Like the Crossings at Fourth and Preston, the “Crossings II” would provide permanently subsidized rent and on-site supportive services like counseling. Some rooms would be dedicated to the chronically homeless and people who have been homeless multiple times or over multiple years, and some would be rented to slightly higher-income earners. At the last count in early 2019, the number of chronically homeless people in the Charlottesville region was 35.

Leroy Barbour said he moved into the Crossings from his brother’s basement when his brother decided to sell his house in Johnson Village. He said he even pays a little less rent per month at the downtown location than he was paying to his brother.

Barbour said that he retired from cleaning the Charlottesville City Schools in 2006 but that he continues to work part-time because he likes to work and be around young people.

“I love it here,” Barbour said, sitting on the stoop. “This is a quiet, decent place.”

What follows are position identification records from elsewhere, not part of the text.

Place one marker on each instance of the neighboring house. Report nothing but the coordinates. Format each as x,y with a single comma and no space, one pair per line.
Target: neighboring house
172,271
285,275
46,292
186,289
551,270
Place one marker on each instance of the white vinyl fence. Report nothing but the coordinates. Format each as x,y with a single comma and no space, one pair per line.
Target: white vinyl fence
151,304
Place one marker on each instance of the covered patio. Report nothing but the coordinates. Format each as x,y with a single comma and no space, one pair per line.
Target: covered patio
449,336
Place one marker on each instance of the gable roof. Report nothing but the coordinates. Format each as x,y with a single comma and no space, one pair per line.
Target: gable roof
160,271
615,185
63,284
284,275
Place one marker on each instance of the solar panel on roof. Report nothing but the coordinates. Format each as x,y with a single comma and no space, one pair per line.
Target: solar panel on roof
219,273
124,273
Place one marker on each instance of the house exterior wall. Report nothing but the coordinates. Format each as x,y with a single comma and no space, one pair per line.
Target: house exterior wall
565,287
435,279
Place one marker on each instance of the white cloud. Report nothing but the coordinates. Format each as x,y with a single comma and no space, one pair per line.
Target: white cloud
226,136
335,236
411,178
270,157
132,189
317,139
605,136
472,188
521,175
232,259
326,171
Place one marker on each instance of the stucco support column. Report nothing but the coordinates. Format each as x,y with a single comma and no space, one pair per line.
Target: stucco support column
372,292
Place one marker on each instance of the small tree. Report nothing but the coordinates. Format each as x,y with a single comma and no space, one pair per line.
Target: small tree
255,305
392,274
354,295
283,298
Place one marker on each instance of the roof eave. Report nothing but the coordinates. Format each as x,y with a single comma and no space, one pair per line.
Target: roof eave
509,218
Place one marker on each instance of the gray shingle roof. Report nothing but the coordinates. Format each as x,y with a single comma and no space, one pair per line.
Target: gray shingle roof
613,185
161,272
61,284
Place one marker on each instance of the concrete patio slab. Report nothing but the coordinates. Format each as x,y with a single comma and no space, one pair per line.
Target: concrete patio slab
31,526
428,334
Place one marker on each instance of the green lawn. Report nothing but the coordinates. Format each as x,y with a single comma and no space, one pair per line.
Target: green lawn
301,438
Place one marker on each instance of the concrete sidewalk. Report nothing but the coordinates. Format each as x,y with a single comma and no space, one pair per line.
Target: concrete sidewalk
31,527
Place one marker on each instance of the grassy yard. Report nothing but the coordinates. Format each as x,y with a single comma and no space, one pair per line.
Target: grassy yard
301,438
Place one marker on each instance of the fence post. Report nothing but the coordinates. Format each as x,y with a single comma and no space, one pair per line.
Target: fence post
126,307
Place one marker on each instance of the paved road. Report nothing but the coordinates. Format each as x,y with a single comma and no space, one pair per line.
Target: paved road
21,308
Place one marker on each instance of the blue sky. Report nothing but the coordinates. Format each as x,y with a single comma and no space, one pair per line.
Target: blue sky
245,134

The Crossings II is being envisioned on Charlottesville Redevelopment and Housing Authority property. The Crossings II team is resolving questions from public housing residents and advocates about how the project benefits CRHA before the partnership can move forward. 

The City Council voted unanimously in favor of allocating most of this year’s Charlottesville Affordable Housing Fund to the Crossings II after the project is certain. The council voted to give the Albemarle Housing Improvement Program the remaining $42,000 of the CAHF.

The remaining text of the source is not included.